Limit PagerDuty Notifications in `#support_self-managed` to Triggered Events
GitLab Support: Process Change Rollout Plan
The Story
We have a PagerDuty Slack integration that sends notifications about incidents to the Slack channel #support_self-managed
. Over time, the verbosity of these notifications has increased, potentially due to PagerDuty upgrades or simply an increase in the number of incoming emergencies.
Because #support_self-managed
is intended to be used for discussion of Self-Managed GitLab topics. Because all incident notifications are also sent to #spt_on-call
, we will limit the type of PagerDuty notifications sent in #support_self-managed
to only triggered events.
This was discussed on #5040 (closed), where we agreed to only send Triggered
events in the #support_self-managed
channel.
The goal is to reduce noise in this channel in order to make it easier to collaborate on Self-Managed topics again.
The Roles
Role | Description |
---|---|
Champions | @klang @manuelgrabowski |
Users | All Support Engineers in all regions |
Impacted Non-Users | Any GitLab team members who consume the PD alerts, like CSMs |
Schedule
- Rollout to begin on
2023-05-01
- Rollout will be a one-time change and therefore will not be phased
- Adoption complete by
2023-05-01
Training
Training is not required, but we will communicate the change so that SEs are prepared and aware of alternatives.
Success Determination
Success
- What will success look like?
Fewer PagerDuty notifications in the #support_self-managed
Slack channel
Action Plan
-
Create an item in the SWIR to announce the change and include The Story on 2023-04-20
- NOTE: On the SWIR form, add the
Manager Attention
tag for policy changes and action-items for Support Managers specifically (you can add multiple tags to a SWIR item)

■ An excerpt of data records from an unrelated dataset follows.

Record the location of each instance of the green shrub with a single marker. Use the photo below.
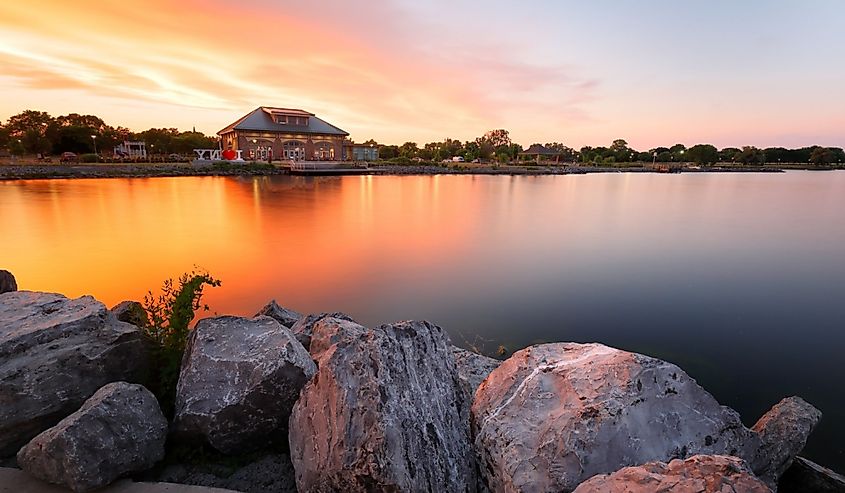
(169, 314)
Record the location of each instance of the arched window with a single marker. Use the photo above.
(324, 151)
(294, 149)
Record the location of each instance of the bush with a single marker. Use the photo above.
(169, 315)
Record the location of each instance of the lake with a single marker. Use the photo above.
(737, 278)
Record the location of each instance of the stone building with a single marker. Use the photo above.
(284, 133)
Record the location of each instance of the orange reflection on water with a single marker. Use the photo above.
(300, 240)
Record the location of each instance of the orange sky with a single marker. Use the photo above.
(396, 70)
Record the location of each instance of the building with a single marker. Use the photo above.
(360, 152)
(282, 133)
(131, 149)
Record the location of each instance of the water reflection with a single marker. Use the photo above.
(737, 278)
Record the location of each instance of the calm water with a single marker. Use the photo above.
(738, 278)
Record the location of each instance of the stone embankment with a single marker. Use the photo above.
(321, 403)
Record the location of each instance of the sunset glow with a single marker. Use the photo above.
(393, 70)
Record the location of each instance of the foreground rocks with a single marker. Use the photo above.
(698, 474)
(131, 312)
(281, 314)
(473, 368)
(783, 432)
(805, 476)
(304, 327)
(54, 354)
(7, 282)
(120, 429)
(554, 415)
(239, 380)
(383, 413)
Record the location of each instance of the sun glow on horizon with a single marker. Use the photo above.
(394, 71)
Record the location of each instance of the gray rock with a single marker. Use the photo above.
(805, 476)
(385, 412)
(54, 354)
(784, 431)
(283, 315)
(698, 474)
(271, 473)
(131, 312)
(239, 380)
(120, 429)
(473, 368)
(554, 415)
(7, 282)
(304, 327)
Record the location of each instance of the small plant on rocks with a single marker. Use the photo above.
(170, 314)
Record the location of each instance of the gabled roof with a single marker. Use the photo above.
(261, 119)
(539, 150)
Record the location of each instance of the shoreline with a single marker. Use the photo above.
(14, 172)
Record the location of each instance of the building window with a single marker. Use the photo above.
(294, 149)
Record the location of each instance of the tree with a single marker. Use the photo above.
(751, 155)
(388, 152)
(498, 138)
(728, 154)
(408, 150)
(703, 154)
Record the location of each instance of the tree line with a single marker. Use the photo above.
(496, 145)
(32, 132)
(36, 132)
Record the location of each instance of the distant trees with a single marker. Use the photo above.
(703, 154)
(32, 132)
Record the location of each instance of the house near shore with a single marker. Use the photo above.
(269, 133)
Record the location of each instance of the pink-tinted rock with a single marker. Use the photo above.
(698, 474)
(554, 415)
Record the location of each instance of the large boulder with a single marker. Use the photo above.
(239, 380)
(698, 474)
(784, 431)
(473, 368)
(282, 315)
(385, 412)
(54, 354)
(7, 282)
(120, 429)
(304, 327)
(805, 476)
(554, 415)
(131, 312)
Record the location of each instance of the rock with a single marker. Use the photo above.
(330, 331)
(272, 473)
(239, 380)
(554, 415)
(805, 476)
(698, 474)
(783, 432)
(281, 314)
(473, 368)
(384, 412)
(120, 429)
(304, 327)
(131, 312)
(7, 282)
(54, 354)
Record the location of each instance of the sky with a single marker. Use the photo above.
(653, 72)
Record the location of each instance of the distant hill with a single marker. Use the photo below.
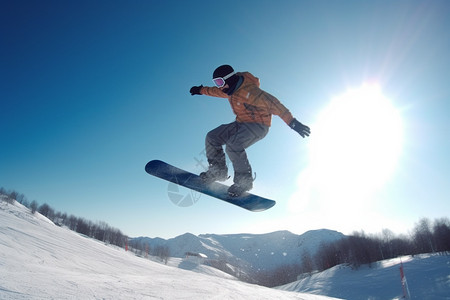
(252, 252)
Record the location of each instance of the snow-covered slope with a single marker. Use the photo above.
(427, 277)
(248, 251)
(39, 260)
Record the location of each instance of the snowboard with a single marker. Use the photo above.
(217, 190)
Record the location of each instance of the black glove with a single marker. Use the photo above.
(195, 90)
(303, 130)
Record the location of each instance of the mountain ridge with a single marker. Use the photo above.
(251, 252)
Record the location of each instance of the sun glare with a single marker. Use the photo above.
(354, 148)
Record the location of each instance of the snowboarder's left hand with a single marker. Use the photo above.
(195, 90)
(303, 130)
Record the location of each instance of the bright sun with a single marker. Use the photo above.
(354, 148)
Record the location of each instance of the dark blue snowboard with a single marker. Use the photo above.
(220, 191)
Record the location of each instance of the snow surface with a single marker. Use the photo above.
(427, 277)
(248, 252)
(39, 260)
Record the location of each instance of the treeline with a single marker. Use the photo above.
(99, 230)
(358, 249)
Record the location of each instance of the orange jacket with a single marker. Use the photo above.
(250, 104)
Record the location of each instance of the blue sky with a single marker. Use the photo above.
(92, 90)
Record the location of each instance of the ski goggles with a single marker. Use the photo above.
(220, 81)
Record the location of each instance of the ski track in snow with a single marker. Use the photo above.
(39, 260)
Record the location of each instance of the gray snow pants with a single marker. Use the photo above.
(236, 137)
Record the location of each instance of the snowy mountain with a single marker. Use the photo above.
(39, 260)
(251, 252)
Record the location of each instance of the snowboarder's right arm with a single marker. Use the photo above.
(209, 91)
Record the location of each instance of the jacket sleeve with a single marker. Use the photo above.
(273, 106)
(213, 91)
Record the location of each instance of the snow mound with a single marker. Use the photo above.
(39, 260)
(427, 277)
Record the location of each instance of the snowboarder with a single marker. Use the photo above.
(253, 108)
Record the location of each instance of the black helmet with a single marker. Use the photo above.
(226, 73)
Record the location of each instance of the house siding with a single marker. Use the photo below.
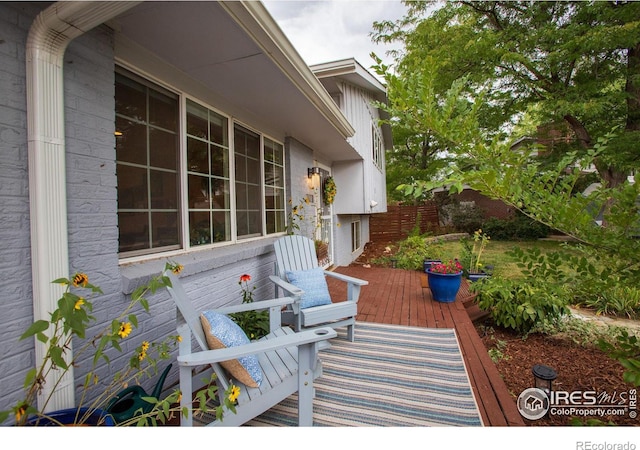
(92, 214)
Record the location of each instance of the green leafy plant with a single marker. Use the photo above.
(413, 250)
(520, 305)
(472, 251)
(449, 267)
(70, 321)
(254, 323)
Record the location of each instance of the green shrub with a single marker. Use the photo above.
(518, 304)
(413, 250)
(465, 217)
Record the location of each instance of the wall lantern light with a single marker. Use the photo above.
(543, 377)
(311, 171)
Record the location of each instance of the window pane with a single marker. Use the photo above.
(199, 192)
(133, 231)
(165, 229)
(218, 130)
(199, 228)
(221, 194)
(132, 187)
(164, 190)
(162, 152)
(221, 226)
(131, 98)
(197, 117)
(163, 111)
(147, 163)
(131, 141)
(274, 186)
(219, 161)
(208, 180)
(197, 156)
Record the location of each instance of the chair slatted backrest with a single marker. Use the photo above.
(294, 253)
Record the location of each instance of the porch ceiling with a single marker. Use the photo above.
(238, 52)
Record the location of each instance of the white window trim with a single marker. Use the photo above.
(183, 197)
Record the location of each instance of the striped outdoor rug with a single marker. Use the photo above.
(390, 376)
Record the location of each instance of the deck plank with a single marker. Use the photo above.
(402, 297)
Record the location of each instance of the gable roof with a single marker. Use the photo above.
(237, 51)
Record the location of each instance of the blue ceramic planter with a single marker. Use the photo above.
(444, 286)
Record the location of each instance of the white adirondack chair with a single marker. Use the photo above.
(289, 361)
(298, 253)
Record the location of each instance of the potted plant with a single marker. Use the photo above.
(473, 249)
(69, 323)
(444, 280)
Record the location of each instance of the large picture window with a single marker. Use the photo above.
(146, 167)
(155, 159)
(208, 176)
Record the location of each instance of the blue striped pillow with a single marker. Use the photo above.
(222, 332)
(314, 285)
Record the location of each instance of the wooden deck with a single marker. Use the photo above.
(402, 297)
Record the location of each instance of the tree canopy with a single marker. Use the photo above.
(563, 70)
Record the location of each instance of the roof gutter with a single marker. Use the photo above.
(48, 39)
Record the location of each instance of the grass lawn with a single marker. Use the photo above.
(495, 254)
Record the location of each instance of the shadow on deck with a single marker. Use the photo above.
(402, 297)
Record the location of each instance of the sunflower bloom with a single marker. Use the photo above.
(125, 329)
(20, 412)
(235, 392)
(79, 303)
(80, 279)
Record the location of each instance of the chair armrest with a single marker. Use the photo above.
(226, 354)
(286, 286)
(346, 278)
(256, 306)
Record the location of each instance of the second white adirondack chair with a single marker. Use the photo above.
(289, 361)
(298, 253)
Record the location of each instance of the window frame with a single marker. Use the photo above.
(184, 246)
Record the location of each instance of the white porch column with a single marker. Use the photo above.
(48, 38)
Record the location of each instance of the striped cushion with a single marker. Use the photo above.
(314, 285)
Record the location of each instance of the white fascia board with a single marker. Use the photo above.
(254, 18)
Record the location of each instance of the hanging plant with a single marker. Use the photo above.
(329, 190)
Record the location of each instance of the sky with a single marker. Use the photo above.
(329, 30)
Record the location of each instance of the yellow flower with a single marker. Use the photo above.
(79, 303)
(20, 412)
(80, 279)
(235, 392)
(125, 329)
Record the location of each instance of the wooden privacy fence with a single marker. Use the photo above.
(399, 221)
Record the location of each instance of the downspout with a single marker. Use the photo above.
(48, 39)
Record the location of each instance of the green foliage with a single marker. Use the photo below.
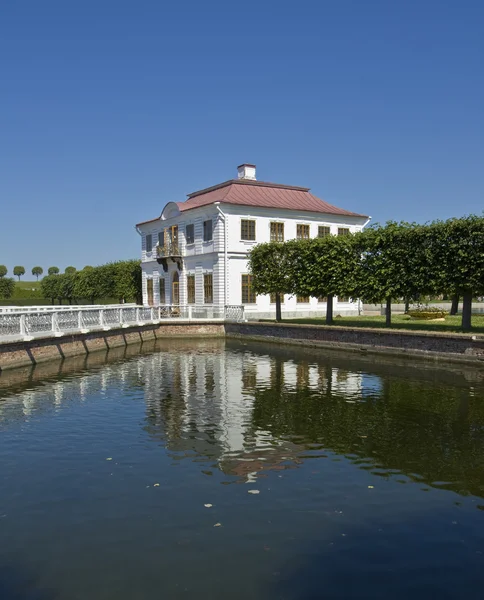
(7, 287)
(37, 271)
(18, 271)
(395, 261)
(127, 281)
(51, 287)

- NOTE: On the SWIR form, add the
-
Post a message in the #support_team-chat
Slack channel (or other support channel as appropriate) announcing the change and pointing to the SWIR announcment on2023-04-24
-
Announce the change and tell The Story in Team meetings by 2023-04-28
-
EMEA team meeting -
AMER team meeting -
APAC team meeting
-
-
Other communications channels -
Discuss in 1-1s, telling The Story, by 2023-04-28
-
Other communications channels, if required - for example, post to a CSM Slack channel if the CSMs are "impacted non-users"
-
-
Report back on change adoption, concerns, etc. by 2023-04-28
Manager Acknowledgement Section
Expectations
- Your acknowledgement is required for this change that takes effect on date 2023-05-01. Check off your name to indicated you have reviewed the information, and will share it with your team. Ensure that your communication includes the following:
- The change date of
2023-05-01
- Reminder that all update notifications are still sent to
#spt_on-call
Due Date
Check off your name by midnight UTC on: 2023-04-28
.
Names
Support Managers
Sorted alphabetically by region / GitLab handle
AMER + USFed
APAC
EMEA
Ops
-
@jcolyer (Support Operations will need to implement the change)
Senior Management team
Senior Management has already provided their approval on #5040 (comment 1338895318)
Follow-Up Plan
- How will results be captured? By whom and by when?
We will not plan to capture actual data following the change, but will observe the #support_self-managed
to see if collaboration levels increase. Even if they do not increase, we will not plan to revert the change.
- What is the plan for considering and making quick improvements?
Following the change, we will be attentive to any new issues this may introduce. The biggest concern (that I can see) is that there will be too few notifications following the change. I don't think this will be an issue because 1) PagerDuty dynamically updates the incident notifications as we work, and 2) all incident updates are still sent to #spt_on-call
- What is the plan should the change be deemed unsuccessful?
We will simply re-enable the disabled update types. This will be our rollback plan.